I have never had as dramatic a reversal of opinion on a film as I have with Mulholland Drive. Please don't give up after the first quarter of the movie like I almost did. David Lynch explores dream theory and comments on the common goal of "making it in Hollywood." The film is exceedingly artful, utilizing confusion and then shocking clarity to maximum effect. This is another film you'll be pondering for days and rewards repeated viewing.
The clever, consistently funny script by Nora Ephron maximizes memorable situations and turns them into scenes depicting the human struggle for love and companionship. I think this is one of the best romantic comedies of all time. It somehow avoids common clichés and tropes of the genre, and provides unique characters whom we can easily relate to.
The Lobster is one of the most unique films I've seen. It is set in the imagined near future, where singleness is outlawed. Once one becomes of age or is made single through death or divorce, they are brought to The Hotel. Here they are given 45 days in which they must find a romantic partner or be transformed into an animal of their choosing. A philosophical sci-fi that is similar in tone to Ex Machina.
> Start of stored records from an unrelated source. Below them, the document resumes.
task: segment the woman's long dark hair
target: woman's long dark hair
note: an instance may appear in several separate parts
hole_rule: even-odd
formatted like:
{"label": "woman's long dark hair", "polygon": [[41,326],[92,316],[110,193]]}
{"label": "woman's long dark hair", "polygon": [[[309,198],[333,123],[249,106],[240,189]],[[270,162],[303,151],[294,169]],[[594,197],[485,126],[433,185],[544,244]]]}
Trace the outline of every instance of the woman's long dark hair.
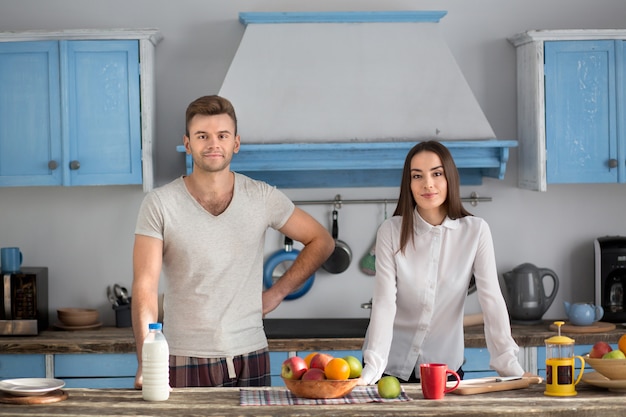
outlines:
{"label": "woman's long dark hair", "polygon": [[435,140],[418,143],[411,148],[404,160],[404,169],[402,170],[402,180],[400,182],[400,197],[398,197],[398,205],[393,213],[394,216],[402,216],[400,231],[400,252],[402,253],[404,253],[409,239],[411,242],[413,241],[413,212],[417,203],[411,192],[411,160],[420,152],[433,152],[441,159],[443,173],[448,182],[448,195],[444,203],[448,217],[459,219],[472,215],[463,207],[459,171],[448,148]]}

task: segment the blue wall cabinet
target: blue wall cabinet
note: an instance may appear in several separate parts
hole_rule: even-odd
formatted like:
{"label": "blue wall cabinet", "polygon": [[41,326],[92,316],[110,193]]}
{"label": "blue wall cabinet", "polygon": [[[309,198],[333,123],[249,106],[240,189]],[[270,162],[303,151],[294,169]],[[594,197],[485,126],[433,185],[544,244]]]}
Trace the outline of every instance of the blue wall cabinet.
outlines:
{"label": "blue wall cabinet", "polygon": [[626,31],[528,31],[510,41],[519,186],[626,183]]}
{"label": "blue wall cabinet", "polygon": [[158,33],[44,34],[0,33],[0,186],[151,189]]}

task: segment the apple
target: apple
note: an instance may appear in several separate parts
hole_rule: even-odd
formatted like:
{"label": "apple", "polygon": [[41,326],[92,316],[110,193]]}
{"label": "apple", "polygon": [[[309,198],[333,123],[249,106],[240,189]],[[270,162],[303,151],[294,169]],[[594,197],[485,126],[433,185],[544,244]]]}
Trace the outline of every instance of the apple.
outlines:
{"label": "apple", "polygon": [[400,381],[398,381],[398,378],[391,375],[380,378],[376,387],[378,395],[382,398],[396,398],[402,393]]}
{"label": "apple", "polygon": [[317,368],[323,371],[324,368],[326,368],[326,365],[328,365],[328,362],[330,362],[332,358],[333,357],[327,353],[318,353],[317,355],[311,358],[310,368]]}
{"label": "apple", "polygon": [[613,348],[607,342],[596,342],[589,351],[589,357],[599,359],[612,350]]}
{"label": "apple", "polygon": [[358,378],[361,376],[361,372],[363,371],[363,365],[361,361],[354,356],[345,356],[343,358],[348,365],[350,366],[350,376],[349,378]]}
{"label": "apple", "polygon": [[292,356],[283,362],[280,376],[285,379],[300,379],[307,369],[304,359],[299,356]]}
{"label": "apple", "polygon": [[302,375],[303,381],[323,381],[324,379],[326,379],[326,375],[319,368],[310,368]]}
{"label": "apple", "polygon": [[602,359],[626,359],[626,355],[619,349],[615,349],[605,354]]}

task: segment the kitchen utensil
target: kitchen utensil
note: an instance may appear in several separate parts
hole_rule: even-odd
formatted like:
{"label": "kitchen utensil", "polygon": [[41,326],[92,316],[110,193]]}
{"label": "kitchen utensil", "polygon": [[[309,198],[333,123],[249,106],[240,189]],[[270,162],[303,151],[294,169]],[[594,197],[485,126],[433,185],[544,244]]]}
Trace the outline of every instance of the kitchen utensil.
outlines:
{"label": "kitchen utensil", "polygon": [[120,303],[117,301],[117,297],[113,293],[113,288],[111,288],[110,285],[107,286],[107,298],[109,299],[113,307],[117,307],[120,305]]}
{"label": "kitchen utensil", "polygon": [[600,320],[604,315],[601,306],[594,306],[591,303],[568,303],[563,301],[565,314],[570,323],[575,326],[590,326]]}
{"label": "kitchen utensil", "polygon": [[113,293],[119,304],[128,304],[128,290],[119,284],[113,286]]}
{"label": "kitchen utensil", "polygon": [[376,275],[376,242],[370,246],[370,249],[361,258],[359,269],[365,275]]}
{"label": "kitchen utensil", "polygon": [[[465,379],[461,381],[458,388],[452,391],[457,395],[473,395],[483,394],[485,392],[509,391],[514,389],[528,388],[531,384],[540,384],[542,379],[539,377],[520,377],[509,380],[499,380],[498,377],[485,377]],[[454,384],[450,382],[449,384]]]}
{"label": "kitchen utensil", "polygon": [[[456,378],[456,384],[446,386],[448,375]],[[459,374],[445,363],[423,363],[420,364],[420,383],[422,384],[422,394],[427,400],[441,400],[443,397],[457,389],[461,383]]]}
{"label": "kitchen utensil", "polygon": [[626,392],[626,379],[608,379],[598,372],[585,372],[582,381],[594,387],[608,388],[612,392]]}
{"label": "kitchen utensil", "polygon": [[48,328],[48,268],[0,275],[0,335],[37,335]]}
{"label": "kitchen utensil", "polygon": [[94,324],[87,324],[85,326],[67,326],[63,323],[54,323],[54,327],[60,330],[95,330],[95,329],[99,329],[100,327],[102,327],[102,322],[97,322]]}
{"label": "kitchen utensil", "polygon": [[19,397],[43,395],[62,388],[65,382],[54,378],[16,378],[0,381],[0,391]]}
{"label": "kitchen utensil", "polygon": [[[296,260],[299,250],[293,249],[293,240],[289,236],[285,236],[285,248],[272,254],[265,261],[263,266],[263,285],[265,288],[271,288],[278,281]],[[302,297],[309,292],[315,281],[315,274],[311,275],[300,287],[287,294],[285,300],[294,300]]]}
{"label": "kitchen utensil", "polygon": [[[565,323],[561,326],[561,333],[605,333],[615,330],[615,324],[605,323],[603,321],[597,321],[591,326],[574,326],[573,324]],[[557,326],[553,323],[550,325],[550,330],[556,330]]]}
{"label": "kitchen utensil", "polygon": [[0,249],[0,267],[2,272],[18,272],[22,266],[22,259],[20,248]]}
{"label": "kitchen utensil", "polygon": [[322,381],[306,381],[285,379],[285,386],[296,397],[301,398],[339,398],[350,394],[358,382],[358,378],[346,380],[325,379]]}
{"label": "kitchen utensil", "polygon": [[98,322],[99,313],[90,308],[59,308],[57,316],[65,326],[91,326]]}
{"label": "kitchen utensil", "polygon": [[[536,324],[548,310],[559,289],[559,279],[551,269],[525,263],[505,272],[507,306],[515,324]],[[552,279],[552,291],[546,295],[545,278]]]}
{"label": "kitchen utensil", "polygon": [[20,404],[20,405],[31,405],[31,404],[52,404],[57,403],[59,401],[67,400],[68,394],[63,390],[55,390],[51,391],[44,395],[37,396],[28,396],[28,397],[18,397],[11,394],[0,393],[0,403],[3,404]]}
{"label": "kitchen utensil", "polygon": [[605,236],[594,241],[595,305],[604,308],[602,320],[626,322],[626,237]]}
{"label": "kitchen utensil", "polygon": [[626,381],[626,360],[590,358],[589,355],[585,355],[584,358],[585,362],[602,376],[610,380]]}
{"label": "kitchen utensil", "polygon": [[352,250],[347,243],[339,240],[339,225],[337,218],[339,213],[333,210],[332,236],[335,239],[335,250],[330,257],[322,264],[322,268],[331,274],[340,274],[350,266],[352,261]]}
{"label": "kitchen utensil", "polygon": [[[562,321],[555,321],[558,335],[546,339],[546,390],[545,395],[568,397],[576,395],[576,384],[580,382],[585,370],[585,359],[574,355],[574,339],[561,336]],[[578,358],[581,366],[578,378],[574,380],[574,361]]]}

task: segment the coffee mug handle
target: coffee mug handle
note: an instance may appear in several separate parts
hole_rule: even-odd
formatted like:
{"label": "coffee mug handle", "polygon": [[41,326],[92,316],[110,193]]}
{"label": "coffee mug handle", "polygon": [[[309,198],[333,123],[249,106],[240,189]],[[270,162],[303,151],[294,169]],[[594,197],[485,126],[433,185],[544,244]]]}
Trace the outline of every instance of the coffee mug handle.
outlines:
{"label": "coffee mug handle", "polygon": [[22,256],[22,251],[18,251],[18,253],[20,254],[20,266],[22,266],[22,261],[24,260],[24,257]]}
{"label": "coffee mug handle", "polygon": [[459,377],[459,374],[457,374],[456,372],[454,372],[451,369],[446,369],[446,375],[450,374],[450,375],[454,375],[454,377],[456,378],[456,384],[453,387],[450,388],[446,388],[443,393],[447,394],[449,392],[454,391],[455,389],[457,389],[457,387],[459,386],[459,384],[461,383],[461,377]]}

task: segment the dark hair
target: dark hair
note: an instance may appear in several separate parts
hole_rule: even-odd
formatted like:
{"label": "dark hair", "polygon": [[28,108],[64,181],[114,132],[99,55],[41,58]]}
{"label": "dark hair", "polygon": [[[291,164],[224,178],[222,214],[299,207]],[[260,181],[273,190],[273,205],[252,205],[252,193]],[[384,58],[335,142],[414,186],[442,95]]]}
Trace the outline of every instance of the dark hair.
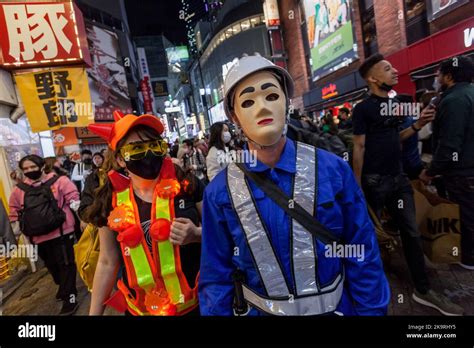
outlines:
{"label": "dark hair", "polygon": [[209,138],[209,148],[215,147],[219,150],[225,150],[225,144],[222,140],[222,131],[224,129],[225,122],[216,122],[211,126],[210,138]]}
{"label": "dark hair", "polygon": [[99,156],[102,158],[102,161],[104,160],[104,155],[102,155],[100,152],[96,152],[95,154],[92,155],[92,157]]}
{"label": "dark hair", "polygon": [[418,102],[420,102],[423,105],[423,108],[426,108],[428,104],[430,103],[431,98],[437,97],[437,96],[438,96],[438,92],[426,90],[422,95],[420,95]]}
{"label": "dark hair", "polygon": [[194,141],[193,139],[185,139],[183,140],[183,144],[188,145],[189,147],[194,147]]}
{"label": "dark hair", "polygon": [[451,74],[454,82],[472,82],[474,64],[469,57],[458,56],[446,59],[439,65],[443,75]]}
{"label": "dark hair", "polygon": [[125,136],[122,139],[120,139],[120,141],[117,143],[117,149],[119,149],[125,144],[128,136],[132,132],[137,133],[141,141],[162,139],[161,134],[157,130],[141,124],[141,125],[131,128],[127,132],[127,134],[125,134]]}
{"label": "dark hair", "polygon": [[92,156],[92,151],[91,150],[82,150],[81,151],[81,156],[84,156],[84,155],[91,155]]}
{"label": "dark hair", "polygon": [[44,159],[44,173],[49,174],[54,171],[54,163],[56,163],[56,157],[46,157]]}
{"label": "dark hair", "polygon": [[293,112],[290,112],[290,118],[294,120],[299,120],[301,117],[300,110],[299,109],[293,109],[291,110]]}
{"label": "dark hair", "polygon": [[367,78],[367,75],[369,74],[370,69],[372,69],[372,67],[375,64],[377,64],[378,62],[381,62],[382,60],[385,60],[385,58],[380,53],[371,55],[369,58],[364,60],[362,65],[359,67],[360,76],[362,76],[363,79]]}
{"label": "dark hair", "polygon": [[178,150],[179,150],[179,145],[174,144],[170,147],[170,156],[172,158],[177,158],[178,157]]}
{"label": "dark hair", "polygon": [[23,170],[23,163],[30,161],[36,164],[40,169],[45,165],[44,159],[38,155],[27,155],[18,162],[18,167]]}
{"label": "dark hair", "polygon": [[176,179],[178,179],[181,186],[181,193],[187,196],[192,196],[196,189],[196,180],[199,180],[192,171],[185,171],[183,168],[174,164],[176,172]]}
{"label": "dark hair", "polygon": [[417,89],[416,92],[415,92],[415,100],[417,102],[420,102],[420,98],[423,94],[425,94],[426,92],[428,92],[428,89],[427,88],[421,88],[421,89]]}
{"label": "dark hair", "polygon": [[[120,171],[121,168],[117,164],[117,156],[120,154],[120,148],[125,144],[130,133],[135,132],[142,141],[161,139],[160,133],[153,128],[145,125],[138,125],[131,128],[120,141],[117,143],[116,150],[109,149],[107,158],[103,164],[103,173],[108,173],[111,169]],[[83,220],[92,223],[95,226],[107,226],[107,218],[112,211],[112,194],[114,188],[107,175],[104,175],[104,185],[99,186],[95,191],[97,199],[85,209]]]}
{"label": "dark hair", "polygon": [[345,112],[347,115],[349,115],[351,113],[348,108],[340,108],[339,112],[341,112],[341,111]]}

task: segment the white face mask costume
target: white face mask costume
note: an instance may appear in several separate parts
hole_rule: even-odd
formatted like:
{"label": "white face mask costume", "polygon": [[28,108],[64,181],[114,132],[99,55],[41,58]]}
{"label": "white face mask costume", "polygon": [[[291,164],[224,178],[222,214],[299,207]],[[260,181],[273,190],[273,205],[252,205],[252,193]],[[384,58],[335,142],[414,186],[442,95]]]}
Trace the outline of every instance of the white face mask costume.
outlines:
{"label": "white face mask costume", "polygon": [[280,140],[286,124],[286,95],[274,74],[260,71],[237,84],[234,118],[245,135],[260,146]]}
{"label": "white face mask costume", "polygon": [[278,143],[286,134],[290,74],[260,55],[244,55],[224,82],[224,110],[245,136],[260,148]]}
The classic open-ended finale will frustrate some audiences, but I absolutely loved this film.
This was a visual feast. My favorite aspect of the film was that it showed me a wholly unique world I'd never seen before. Art direction, character design, and all of the practical and visual effects were stellar. I was very pleased with the pacing. It was hectic but the moments to breathe were definitely there. Cinematography was really interesting: a LOT of time remapping and some unique night for day shots that helped convey the different world. Color correction was very heavy handed but I think it played into the visual aesthetic. The story was incredibly simple and rather predictable. The themes were repeated multiple times throughout, but I think it worked and I'm not sure much more was needed. The film was tight, with no filler and I very much appreciate that. A pinnacle of the action genre.
I am a big fan of films that deal with currently relevant topics and present them in both an entertaining and informative manner. The Big Short definitely falls into this category, depicting a small handful of financial outsiders who predicted the economic collapse of the mid 2000s and bet against the big banks who were blinded by greed. The star studded ensemble cast is a highlight, and the humor is refreshing. For such a dismal and anger inducing topic, the film's tone is masterfully balanced between humor and indignation.